Based on the line of best fit, the relationship between quiz score and time spent studying appears to be linear. To determine how much time someone should study to expect a quiz score of 94, we need to find the x-value where the corresponding y-value is 94.
From the given data points, we can see that as quiz scores increase from 58 to 82, the time spent on homework per week increases from 0 to 4 hours.
To find the equation of the line of best fit, we can calculate the slope using the formula:
slope = (change in y) / (change in x) = (82 - 58) / (4 - 0) = 24 / 4 = 6
Using the points (0, 58) and the slope of 6, we can write the equation of the line in the form y = mx + b:
y = 6x + b
Substitute the coordinates of the point (0, 58) into the equation to solve for the y-intercept (b):
58 = 6(0) + b
b = 58
Therefore, the equation of the line of best fit is y = 6x + 58.
To find out how much time someone should study to expect a quiz score of 94, we can substitute y = 94 into the equation and solve for x:
94 = 6x + 58
36 = 6x
x = 6
Therefore, someone should study 6 hours per week to expect a quiz score of 94.
William's math teacher plots student grades on their weekly quizzes against the number of hours they say they study on the pair of coordinate axes and then draws the line of best fit. Based on the line of best fit, how much time should someone study to expect a quiz score of 94?
0
x
y
0
(0,58)
(2,70)
(4,82)
Quiz Score
Time Spent on Homework per Week (hours)
Answer
Attempt 1 out of 3
3 answers
wrong
I apologize for the mistake in my previous response. Let's correct it:
From the given data points, we have the following:
(0, 58)
(2, 70)
(4, 82)
The line of best fit for these points can be determined by calculating the slope and y-intercept. The slope can be calculated using the formula:
m = (change in y) / (change in x)
m = (82 - 58) / (4 - 0) = 24 / 4 = 6
Now we can use the slope and one of the points (0, 58) to find the y-intercept (b) using the equation y = mx + b:
58 = 6(0) + b
b = 58
So, the equation of the line of best fit is:
y = 6x + 58
To find how much time should someone study to expect a quiz score of 94 (let y = 94), we substitute y = 94 into the equation:
94 = 6x + 58
6x = 36
x = 6
Therefore, someone should study 6 hours per week to expect a quiz score of 94.

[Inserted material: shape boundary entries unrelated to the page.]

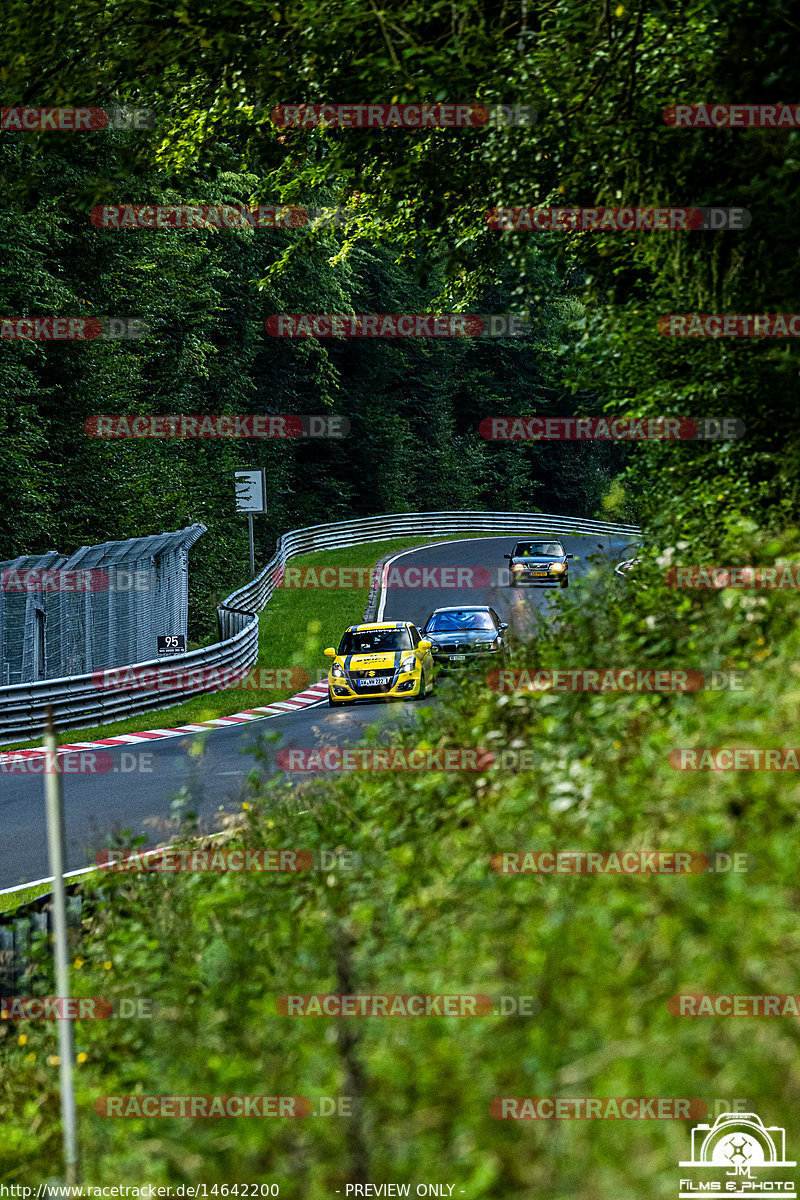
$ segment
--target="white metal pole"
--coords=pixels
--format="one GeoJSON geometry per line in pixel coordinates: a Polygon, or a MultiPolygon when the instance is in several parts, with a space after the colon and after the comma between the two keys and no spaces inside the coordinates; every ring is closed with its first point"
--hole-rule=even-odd
{"type": "MultiPolygon", "coordinates": [[[[67,955],[67,905],[64,890],[64,793],[58,772],[53,710],[48,709],[44,734],[44,798],[47,804],[47,844],[53,876],[53,959],[55,962],[55,994],[61,1007],[70,996],[70,962],[67,955]]],[[[65,1180],[78,1182],[78,1122],[72,1075],[72,1021],[58,1018],[59,1082],[61,1087],[61,1132],[64,1136],[65,1180]]]]}

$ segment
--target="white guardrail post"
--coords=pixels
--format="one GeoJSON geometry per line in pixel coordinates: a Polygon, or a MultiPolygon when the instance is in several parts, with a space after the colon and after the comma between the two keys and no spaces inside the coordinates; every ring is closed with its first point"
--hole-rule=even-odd
{"type": "Polygon", "coordinates": [[[487,533],[494,536],[524,538],[537,533],[575,534],[626,539],[627,545],[640,538],[638,526],[585,521],[583,517],[553,516],[547,512],[396,512],[380,517],[360,517],[307,526],[283,534],[266,566],[249,583],[233,592],[217,607],[219,641],[199,650],[154,659],[121,667],[109,667],[118,677],[132,672],[130,684],[114,683],[103,688],[98,672],[42,679],[38,683],[11,684],[0,688],[0,746],[44,732],[47,710],[60,730],[109,725],[156,708],[170,708],[203,692],[221,691],[231,678],[252,670],[258,659],[258,613],[269,604],[276,577],[295,554],[318,550],[357,546],[365,541],[390,538],[441,538],[451,533],[487,533]],[[222,680],[210,685],[209,678],[219,672],[222,680]],[[160,688],[163,676],[185,677],[185,688],[160,688]]]}

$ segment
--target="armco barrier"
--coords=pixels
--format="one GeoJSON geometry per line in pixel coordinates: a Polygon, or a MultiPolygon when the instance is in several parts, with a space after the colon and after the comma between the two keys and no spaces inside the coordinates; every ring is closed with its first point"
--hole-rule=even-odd
{"type": "Polygon", "coordinates": [[[625,548],[640,536],[637,526],[551,516],[546,512],[398,512],[293,529],[279,539],[277,550],[264,570],[218,606],[218,642],[199,650],[170,655],[168,660],[131,665],[137,668],[137,673],[145,668],[148,672],[163,671],[170,674],[178,670],[182,673],[196,671],[206,677],[205,685],[187,679],[184,690],[170,686],[164,691],[156,682],[152,688],[143,688],[140,683],[136,683],[128,688],[104,691],[96,685],[91,674],[84,674],[0,688],[0,745],[38,737],[44,730],[48,708],[53,710],[56,728],[88,728],[108,725],[137,713],[170,708],[201,692],[218,691],[218,688],[207,686],[207,673],[212,670],[228,677],[231,673],[247,674],[258,658],[257,614],[275,590],[276,575],[295,554],[390,538],[435,539],[457,533],[507,534],[512,538],[537,533],[597,535],[619,538],[625,548]]]}

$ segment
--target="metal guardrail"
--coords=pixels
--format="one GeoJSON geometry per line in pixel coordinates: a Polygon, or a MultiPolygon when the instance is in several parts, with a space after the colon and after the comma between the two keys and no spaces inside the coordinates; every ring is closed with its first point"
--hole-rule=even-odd
{"type": "MultiPolygon", "coordinates": [[[[599,535],[631,540],[640,535],[637,526],[613,524],[607,521],[584,521],[582,517],[552,516],[547,512],[396,512],[380,517],[361,517],[307,526],[283,534],[278,546],[261,572],[252,582],[237,588],[217,607],[219,641],[213,646],[186,654],[170,655],[115,668],[112,673],[133,672],[128,685],[103,688],[96,674],[70,676],[62,679],[42,679],[32,684],[12,684],[0,688],[0,745],[34,738],[44,730],[48,707],[59,730],[108,725],[137,713],[170,708],[191,696],[219,691],[225,683],[210,686],[209,676],[243,677],[258,659],[258,613],[269,604],[281,572],[295,554],[319,550],[357,546],[365,541],[380,541],[404,536],[447,536],[453,533],[487,533],[525,536],[537,533],[599,535]],[[186,686],[178,689],[170,680],[169,689],[160,688],[160,679],[175,673],[186,676],[186,686]],[[197,674],[192,679],[192,672],[197,674]],[[152,676],[151,685],[143,676],[152,676]]],[[[184,680],[181,680],[184,682],[184,680]]]]}

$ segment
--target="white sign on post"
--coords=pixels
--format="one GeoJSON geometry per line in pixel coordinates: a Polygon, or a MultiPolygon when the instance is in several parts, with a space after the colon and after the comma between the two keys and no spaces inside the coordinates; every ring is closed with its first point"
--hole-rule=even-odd
{"type": "Polygon", "coordinates": [[[266,479],[263,470],[234,472],[236,512],[266,512],[266,479]]]}

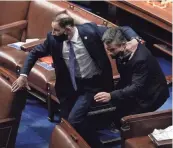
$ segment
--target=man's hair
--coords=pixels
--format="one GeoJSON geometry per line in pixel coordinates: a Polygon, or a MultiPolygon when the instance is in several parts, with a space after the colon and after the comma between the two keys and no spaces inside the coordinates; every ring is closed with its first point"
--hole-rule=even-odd
{"type": "Polygon", "coordinates": [[[105,44],[115,43],[117,45],[122,45],[127,42],[121,27],[107,29],[103,34],[102,41],[105,44]]]}
{"type": "Polygon", "coordinates": [[[53,22],[59,23],[61,28],[65,28],[66,26],[74,26],[74,19],[70,17],[68,14],[58,14],[55,18],[53,18],[53,22]]]}

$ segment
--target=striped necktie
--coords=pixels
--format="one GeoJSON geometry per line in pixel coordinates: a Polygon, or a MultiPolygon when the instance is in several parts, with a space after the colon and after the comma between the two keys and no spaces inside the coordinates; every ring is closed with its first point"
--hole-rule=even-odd
{"type": "Polygon", "coordinates": [[[76,58],[75,58],[75,53],[73,49],[73,45],[71,41],[68,41],[67,44],[69,45],[69,72],[71,76],[71,81],[73,84],[73,87],[75,90],[77,90],[77,85],[76,85],[76,80],[75,80],[75,75],[76,75],[76,58]]]}

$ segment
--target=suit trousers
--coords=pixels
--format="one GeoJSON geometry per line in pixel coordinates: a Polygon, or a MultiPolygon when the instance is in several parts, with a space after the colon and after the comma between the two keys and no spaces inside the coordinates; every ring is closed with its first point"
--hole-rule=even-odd
{"type": "Polygon", "coordinates": [[[95,103],[94,95],[103,91],[101,82],[100,75],[88,79],[76,78],[77,91],[61,104],[61,117],[67,119],[92,147],[98,147],[99,142],[95,126],[87,118],[87,113],[95,103]]]}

From the given data points, we have the following:
(0, 58)
(2, 70)
(4, 82)
The line of best fit for these points can be determined by calculating the slope and y-intercept. The slope can be calculated using the formula:
m = (change in y) / (change in x)
m = (82 - 58) / (4 - 0) = 24 / 4 = 6
Now we can use the slope and one of the points (0, 58) to find the y-intercept (b) using the equation y = mx + b:
58 = 6(0) + b
b = 58
So, the equation of the line of best fit is:
y = 6x + 58
To find how much time should someone study to expect a quiz score of 94 (let y = 94), we substitute y = 94 into the equation:
94 = 6x + 58
6x = 36
x = 6
Therefore, someone should study 6 hours per week to expect a quiz score of 94.